Mengü, Ergenekon kumpası döneminde televizyon muhabiri olarak davayı takip ettiğini belirttiği yazısında, o dönemi, "Bir şey dersen de zaten, hemen darbeci diye yaftalanıveriyordun ve hatta bir başka dalgada ‘gık’ dediysen, sen de evinden alınıp götürülüveriyordun" şeklinde anlattı.
Mengü, "Öfkeliydi insanlar, 'Bu ne biçim iş' diye soruyorlardı. Kimse onları da dinlemiyordu. Şöyle acayip bir hava vardı, laik biriysen, 'Yahu bu davada bir gariplik var arkadaş' diye soruyorsan, hemen ‘dinozor, eski kafalı, darbeci’ damgası yiyordun" diye belirtti.
Nevşin Mengü'nün yazısı şu şekilde:
"Her şey 2007 yılında Ümraniye’de bulunduğu söylenen el bombalarıyla başladı, sonra gerisi geldi. Çok garip çok acayip zamanlardı. Hemen her gün, sabahın bir görmeyen vakti, ya askerler, ya gazeteciler bazen de bilim insanları hatta düz vatandaşlar, evlerinden alınıyor, Savcılık Ergenekon’da bilmem kaçıncı dalga diye ilan ediyordu.

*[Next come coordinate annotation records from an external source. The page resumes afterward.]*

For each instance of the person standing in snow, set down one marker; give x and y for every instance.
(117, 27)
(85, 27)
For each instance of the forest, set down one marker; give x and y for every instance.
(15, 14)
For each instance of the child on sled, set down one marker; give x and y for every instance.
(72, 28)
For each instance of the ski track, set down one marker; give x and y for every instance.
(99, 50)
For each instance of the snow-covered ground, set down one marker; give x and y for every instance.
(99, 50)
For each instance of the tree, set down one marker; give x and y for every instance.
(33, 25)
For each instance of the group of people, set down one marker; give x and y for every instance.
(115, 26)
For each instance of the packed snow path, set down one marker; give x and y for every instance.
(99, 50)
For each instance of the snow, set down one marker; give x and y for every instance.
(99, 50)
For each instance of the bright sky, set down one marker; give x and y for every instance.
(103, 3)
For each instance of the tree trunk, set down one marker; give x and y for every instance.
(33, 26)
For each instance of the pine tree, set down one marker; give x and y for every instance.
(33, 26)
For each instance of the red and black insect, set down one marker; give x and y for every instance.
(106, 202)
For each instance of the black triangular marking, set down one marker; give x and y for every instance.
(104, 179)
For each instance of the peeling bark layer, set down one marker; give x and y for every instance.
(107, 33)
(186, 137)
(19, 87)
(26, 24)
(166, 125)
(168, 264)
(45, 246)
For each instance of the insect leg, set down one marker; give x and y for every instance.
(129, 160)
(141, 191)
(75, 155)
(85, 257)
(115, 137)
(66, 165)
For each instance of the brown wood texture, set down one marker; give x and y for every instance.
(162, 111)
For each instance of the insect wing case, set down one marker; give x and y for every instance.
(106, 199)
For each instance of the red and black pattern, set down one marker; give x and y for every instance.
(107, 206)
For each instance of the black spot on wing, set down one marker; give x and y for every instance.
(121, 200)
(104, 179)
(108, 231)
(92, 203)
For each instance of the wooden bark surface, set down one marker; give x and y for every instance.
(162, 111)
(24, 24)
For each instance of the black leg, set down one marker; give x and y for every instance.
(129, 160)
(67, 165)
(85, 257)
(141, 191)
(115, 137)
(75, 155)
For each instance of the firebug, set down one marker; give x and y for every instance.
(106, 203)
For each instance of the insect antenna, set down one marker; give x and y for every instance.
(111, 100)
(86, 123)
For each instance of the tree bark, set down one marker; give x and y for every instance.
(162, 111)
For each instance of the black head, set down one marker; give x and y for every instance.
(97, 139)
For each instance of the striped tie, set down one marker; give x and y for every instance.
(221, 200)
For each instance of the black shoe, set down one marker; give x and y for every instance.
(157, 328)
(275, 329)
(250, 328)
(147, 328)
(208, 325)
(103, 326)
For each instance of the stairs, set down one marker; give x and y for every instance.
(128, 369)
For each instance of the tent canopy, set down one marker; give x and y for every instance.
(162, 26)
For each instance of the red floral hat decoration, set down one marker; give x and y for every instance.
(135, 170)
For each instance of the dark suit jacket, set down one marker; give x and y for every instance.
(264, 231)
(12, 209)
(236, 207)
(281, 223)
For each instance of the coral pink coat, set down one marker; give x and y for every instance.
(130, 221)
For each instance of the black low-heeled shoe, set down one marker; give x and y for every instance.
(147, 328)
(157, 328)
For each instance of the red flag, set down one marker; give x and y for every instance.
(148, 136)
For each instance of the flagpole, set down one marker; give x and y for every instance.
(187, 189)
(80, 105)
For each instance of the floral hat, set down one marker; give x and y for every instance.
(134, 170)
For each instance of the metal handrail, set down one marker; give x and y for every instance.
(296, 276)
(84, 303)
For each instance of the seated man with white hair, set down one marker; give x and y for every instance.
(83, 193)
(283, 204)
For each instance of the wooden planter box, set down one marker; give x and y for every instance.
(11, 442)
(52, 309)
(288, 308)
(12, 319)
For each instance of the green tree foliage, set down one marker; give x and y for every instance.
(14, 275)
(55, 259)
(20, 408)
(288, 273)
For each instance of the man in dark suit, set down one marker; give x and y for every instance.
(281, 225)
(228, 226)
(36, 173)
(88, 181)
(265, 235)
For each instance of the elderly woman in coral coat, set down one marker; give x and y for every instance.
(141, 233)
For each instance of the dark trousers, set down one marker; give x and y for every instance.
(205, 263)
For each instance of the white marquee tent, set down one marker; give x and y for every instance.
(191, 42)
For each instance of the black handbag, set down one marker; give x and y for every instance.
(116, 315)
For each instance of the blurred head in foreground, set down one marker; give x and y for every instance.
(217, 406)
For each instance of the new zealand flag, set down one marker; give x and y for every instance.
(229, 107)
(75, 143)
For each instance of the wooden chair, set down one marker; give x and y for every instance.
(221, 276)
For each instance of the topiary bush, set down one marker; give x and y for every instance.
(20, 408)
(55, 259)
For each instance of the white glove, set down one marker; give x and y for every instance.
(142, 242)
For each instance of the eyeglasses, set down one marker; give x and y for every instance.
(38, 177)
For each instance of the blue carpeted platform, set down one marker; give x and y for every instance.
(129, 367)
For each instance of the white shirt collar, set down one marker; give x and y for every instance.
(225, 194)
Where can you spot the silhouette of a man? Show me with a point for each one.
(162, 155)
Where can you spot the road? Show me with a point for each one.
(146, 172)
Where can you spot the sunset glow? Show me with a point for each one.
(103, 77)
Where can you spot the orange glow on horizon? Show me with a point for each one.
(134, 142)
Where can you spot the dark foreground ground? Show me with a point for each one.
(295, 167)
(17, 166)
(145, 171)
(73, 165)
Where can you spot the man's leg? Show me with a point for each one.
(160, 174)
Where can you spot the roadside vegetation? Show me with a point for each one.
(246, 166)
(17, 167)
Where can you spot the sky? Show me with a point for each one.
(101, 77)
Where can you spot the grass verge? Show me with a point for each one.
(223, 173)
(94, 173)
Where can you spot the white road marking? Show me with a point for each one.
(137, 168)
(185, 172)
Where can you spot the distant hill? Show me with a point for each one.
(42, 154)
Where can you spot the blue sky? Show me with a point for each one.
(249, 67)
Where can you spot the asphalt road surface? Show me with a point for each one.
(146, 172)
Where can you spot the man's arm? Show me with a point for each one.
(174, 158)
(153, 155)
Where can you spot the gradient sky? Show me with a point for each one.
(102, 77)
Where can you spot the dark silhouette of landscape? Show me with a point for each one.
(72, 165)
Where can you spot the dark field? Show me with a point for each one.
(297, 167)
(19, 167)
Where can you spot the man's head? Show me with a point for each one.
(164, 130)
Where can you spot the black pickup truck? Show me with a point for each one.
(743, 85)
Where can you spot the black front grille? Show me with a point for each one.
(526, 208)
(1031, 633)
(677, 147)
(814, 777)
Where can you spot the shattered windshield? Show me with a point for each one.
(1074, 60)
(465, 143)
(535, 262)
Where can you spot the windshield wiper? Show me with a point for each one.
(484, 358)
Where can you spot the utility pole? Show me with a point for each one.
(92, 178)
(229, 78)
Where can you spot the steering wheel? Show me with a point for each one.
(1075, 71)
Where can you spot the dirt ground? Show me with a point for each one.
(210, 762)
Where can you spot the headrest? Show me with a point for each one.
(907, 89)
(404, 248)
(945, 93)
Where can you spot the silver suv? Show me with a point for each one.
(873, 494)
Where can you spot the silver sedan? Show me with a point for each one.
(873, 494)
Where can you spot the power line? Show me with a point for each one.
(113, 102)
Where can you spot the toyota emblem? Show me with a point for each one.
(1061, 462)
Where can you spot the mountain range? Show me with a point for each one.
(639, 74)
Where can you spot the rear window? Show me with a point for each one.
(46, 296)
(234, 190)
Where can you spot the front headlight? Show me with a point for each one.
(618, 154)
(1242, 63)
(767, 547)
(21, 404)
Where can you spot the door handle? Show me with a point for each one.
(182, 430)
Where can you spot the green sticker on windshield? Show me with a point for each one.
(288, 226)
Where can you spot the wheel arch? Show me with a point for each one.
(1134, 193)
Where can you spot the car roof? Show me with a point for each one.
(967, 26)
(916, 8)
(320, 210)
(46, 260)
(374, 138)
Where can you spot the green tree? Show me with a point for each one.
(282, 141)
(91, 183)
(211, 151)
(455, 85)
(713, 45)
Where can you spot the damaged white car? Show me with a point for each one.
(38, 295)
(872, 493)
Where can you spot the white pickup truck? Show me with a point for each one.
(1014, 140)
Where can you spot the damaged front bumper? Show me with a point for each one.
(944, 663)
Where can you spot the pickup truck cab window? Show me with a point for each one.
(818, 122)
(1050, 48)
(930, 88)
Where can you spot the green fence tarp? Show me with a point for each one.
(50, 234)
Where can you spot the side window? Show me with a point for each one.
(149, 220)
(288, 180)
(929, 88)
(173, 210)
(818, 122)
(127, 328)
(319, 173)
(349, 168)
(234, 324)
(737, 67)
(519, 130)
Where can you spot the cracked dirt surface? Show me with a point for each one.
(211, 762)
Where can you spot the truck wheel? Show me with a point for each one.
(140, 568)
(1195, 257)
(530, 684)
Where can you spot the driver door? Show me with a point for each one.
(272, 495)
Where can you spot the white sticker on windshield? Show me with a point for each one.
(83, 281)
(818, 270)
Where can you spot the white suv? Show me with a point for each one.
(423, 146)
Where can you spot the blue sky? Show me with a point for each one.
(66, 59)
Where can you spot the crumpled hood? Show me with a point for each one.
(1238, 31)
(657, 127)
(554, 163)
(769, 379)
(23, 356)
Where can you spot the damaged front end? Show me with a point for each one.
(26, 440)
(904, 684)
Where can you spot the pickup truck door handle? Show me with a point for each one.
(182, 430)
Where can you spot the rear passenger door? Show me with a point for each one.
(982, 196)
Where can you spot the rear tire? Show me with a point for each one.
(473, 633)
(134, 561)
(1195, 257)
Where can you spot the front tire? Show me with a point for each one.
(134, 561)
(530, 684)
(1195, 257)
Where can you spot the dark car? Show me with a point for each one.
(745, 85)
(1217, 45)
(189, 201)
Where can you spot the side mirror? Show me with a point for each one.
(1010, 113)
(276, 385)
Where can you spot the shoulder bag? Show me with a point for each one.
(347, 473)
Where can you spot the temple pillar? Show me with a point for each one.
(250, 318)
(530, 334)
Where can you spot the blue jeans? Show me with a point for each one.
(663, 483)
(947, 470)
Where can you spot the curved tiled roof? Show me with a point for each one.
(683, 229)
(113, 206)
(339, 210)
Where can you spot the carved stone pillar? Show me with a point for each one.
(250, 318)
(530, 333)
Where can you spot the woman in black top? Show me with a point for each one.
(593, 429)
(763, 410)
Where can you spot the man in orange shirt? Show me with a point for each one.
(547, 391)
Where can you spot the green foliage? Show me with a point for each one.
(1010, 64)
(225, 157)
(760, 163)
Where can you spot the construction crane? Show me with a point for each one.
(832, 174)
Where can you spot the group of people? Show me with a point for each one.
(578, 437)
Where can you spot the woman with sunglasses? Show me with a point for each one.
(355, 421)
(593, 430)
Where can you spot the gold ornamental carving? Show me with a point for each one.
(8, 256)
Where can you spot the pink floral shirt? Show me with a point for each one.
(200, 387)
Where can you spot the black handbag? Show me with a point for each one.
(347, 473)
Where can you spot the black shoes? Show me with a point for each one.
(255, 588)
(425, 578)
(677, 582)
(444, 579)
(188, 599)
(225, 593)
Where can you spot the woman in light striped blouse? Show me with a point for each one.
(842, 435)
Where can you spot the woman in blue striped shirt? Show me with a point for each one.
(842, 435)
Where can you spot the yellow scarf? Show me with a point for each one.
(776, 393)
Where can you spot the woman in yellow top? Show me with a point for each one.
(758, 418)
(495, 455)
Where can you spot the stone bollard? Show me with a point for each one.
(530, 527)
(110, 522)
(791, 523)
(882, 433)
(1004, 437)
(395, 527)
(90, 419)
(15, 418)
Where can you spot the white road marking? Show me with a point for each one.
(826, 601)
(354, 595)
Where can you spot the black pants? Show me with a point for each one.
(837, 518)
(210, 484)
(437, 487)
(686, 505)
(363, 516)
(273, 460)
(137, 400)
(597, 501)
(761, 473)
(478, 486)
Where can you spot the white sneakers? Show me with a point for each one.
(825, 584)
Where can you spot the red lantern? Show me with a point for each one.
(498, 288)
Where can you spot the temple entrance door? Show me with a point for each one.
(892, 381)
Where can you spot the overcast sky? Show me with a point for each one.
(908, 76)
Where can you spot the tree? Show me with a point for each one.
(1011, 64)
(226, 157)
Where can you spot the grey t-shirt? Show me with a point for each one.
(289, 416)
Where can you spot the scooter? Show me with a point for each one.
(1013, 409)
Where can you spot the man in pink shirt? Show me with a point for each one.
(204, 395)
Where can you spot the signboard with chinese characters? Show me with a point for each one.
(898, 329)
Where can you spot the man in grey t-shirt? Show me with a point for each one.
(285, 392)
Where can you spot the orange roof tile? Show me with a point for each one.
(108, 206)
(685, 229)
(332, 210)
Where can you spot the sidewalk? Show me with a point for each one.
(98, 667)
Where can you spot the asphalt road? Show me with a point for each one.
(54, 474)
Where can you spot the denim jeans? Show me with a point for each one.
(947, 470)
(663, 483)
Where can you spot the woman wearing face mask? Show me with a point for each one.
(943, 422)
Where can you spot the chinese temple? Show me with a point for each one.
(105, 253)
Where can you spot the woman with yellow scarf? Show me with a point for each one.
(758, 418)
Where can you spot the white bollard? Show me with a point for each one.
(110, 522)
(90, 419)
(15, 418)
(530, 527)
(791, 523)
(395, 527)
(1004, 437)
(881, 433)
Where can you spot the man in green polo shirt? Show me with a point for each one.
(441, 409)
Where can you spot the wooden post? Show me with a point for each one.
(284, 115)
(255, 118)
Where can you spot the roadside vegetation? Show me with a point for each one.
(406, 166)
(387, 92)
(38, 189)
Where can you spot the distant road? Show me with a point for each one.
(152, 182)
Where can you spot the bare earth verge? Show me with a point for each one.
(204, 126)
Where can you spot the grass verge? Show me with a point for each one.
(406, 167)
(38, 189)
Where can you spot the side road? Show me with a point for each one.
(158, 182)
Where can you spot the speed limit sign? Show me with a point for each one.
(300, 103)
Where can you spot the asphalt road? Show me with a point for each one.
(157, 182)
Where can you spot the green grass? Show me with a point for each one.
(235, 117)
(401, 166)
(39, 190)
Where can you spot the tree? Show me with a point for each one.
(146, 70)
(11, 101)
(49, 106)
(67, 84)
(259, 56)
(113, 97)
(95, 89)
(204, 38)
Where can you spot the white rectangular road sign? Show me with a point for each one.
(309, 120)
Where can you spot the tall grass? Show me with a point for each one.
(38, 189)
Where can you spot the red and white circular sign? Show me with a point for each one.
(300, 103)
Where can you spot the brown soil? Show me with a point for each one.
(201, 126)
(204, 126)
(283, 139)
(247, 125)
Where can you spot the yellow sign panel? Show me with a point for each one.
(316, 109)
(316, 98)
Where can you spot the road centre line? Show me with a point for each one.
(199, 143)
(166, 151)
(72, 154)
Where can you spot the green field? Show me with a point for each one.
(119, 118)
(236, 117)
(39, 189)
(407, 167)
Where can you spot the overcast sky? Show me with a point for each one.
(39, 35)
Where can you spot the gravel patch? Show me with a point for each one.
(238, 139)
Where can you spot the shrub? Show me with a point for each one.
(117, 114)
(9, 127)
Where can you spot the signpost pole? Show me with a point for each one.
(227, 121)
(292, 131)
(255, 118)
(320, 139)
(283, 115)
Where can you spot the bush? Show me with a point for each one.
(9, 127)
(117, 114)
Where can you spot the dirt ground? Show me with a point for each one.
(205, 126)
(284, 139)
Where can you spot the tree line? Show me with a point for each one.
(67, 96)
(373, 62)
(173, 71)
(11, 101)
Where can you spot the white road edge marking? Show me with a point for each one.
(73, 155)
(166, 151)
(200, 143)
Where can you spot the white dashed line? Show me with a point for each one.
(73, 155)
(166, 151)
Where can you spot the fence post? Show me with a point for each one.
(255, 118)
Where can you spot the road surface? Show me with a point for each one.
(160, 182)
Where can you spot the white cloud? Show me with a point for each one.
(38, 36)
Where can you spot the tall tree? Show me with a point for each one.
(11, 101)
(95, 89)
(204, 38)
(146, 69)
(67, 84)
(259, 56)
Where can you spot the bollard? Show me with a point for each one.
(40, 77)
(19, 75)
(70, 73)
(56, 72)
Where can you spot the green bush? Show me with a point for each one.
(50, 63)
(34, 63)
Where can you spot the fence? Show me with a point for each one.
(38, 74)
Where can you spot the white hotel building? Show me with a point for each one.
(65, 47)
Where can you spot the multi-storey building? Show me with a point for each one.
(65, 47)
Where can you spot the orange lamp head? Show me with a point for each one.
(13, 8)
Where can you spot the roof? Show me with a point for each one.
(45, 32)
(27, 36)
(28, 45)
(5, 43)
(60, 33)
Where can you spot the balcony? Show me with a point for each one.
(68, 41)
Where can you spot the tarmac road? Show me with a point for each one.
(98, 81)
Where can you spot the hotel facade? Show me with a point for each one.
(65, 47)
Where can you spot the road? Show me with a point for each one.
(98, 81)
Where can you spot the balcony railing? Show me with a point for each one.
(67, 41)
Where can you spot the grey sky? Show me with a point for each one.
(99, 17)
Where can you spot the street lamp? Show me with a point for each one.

Ben genç bir muhabirdim o zamanlar, Habertürk Televizyonu için davanın seyrini takip ediyor, haber yazıyor, gelişmeleri canlı yayında aktarıyordum. Aslında her şey o kadar saçma her şey o kadar absürddü ki, bazen insanlar bu absürdlük karşısında ne diyeceklerini bilemiyorlardı. Bir şey dersen de zaten, hemen darbeci diye yaftalanıveriyordun ve hatta bir başka dalgada ‘gık’ dediysen, sen de evinden alınıp götürülüveriyordun.
Dalgalardan birinde hatta, polis şüphelilerin evlerinde el bombası, mühimmat bulunduğunu iddia etmiş, zabıt tutmuş, sonra da sözde mühimmat tehlikeli diye imha etmişti. Şüphelilerin avukatı Vural Ergül Beşiktaş Adliyesi önünde, canlı yayında bana bu durumu anlatmıştı. Adamcağız günlerce avaz avaz bağırdı; 'Bulunduğu söylenen mühimmat ortada yok. Polis kendince bir zabıt tutmuş, bu mühimmat ne bana ne mahkemeye gösterilmedi, bilirkişi bile incelemedi, olmayan mühimmat delil sayılıyor' diye. Adamcağızı kimse dinlemedi.
Hatta Tuncay Özkan’ın el bombası şeklinde kalemliği bile delil sayılmıştı da, bu durum ortaya çıkınca, o dönemin kalemşorları, aman efendim o da neden öyle kalemlik edinmiş, darbeci miymiş yoksa, falanlar çiziktirmişlerdi.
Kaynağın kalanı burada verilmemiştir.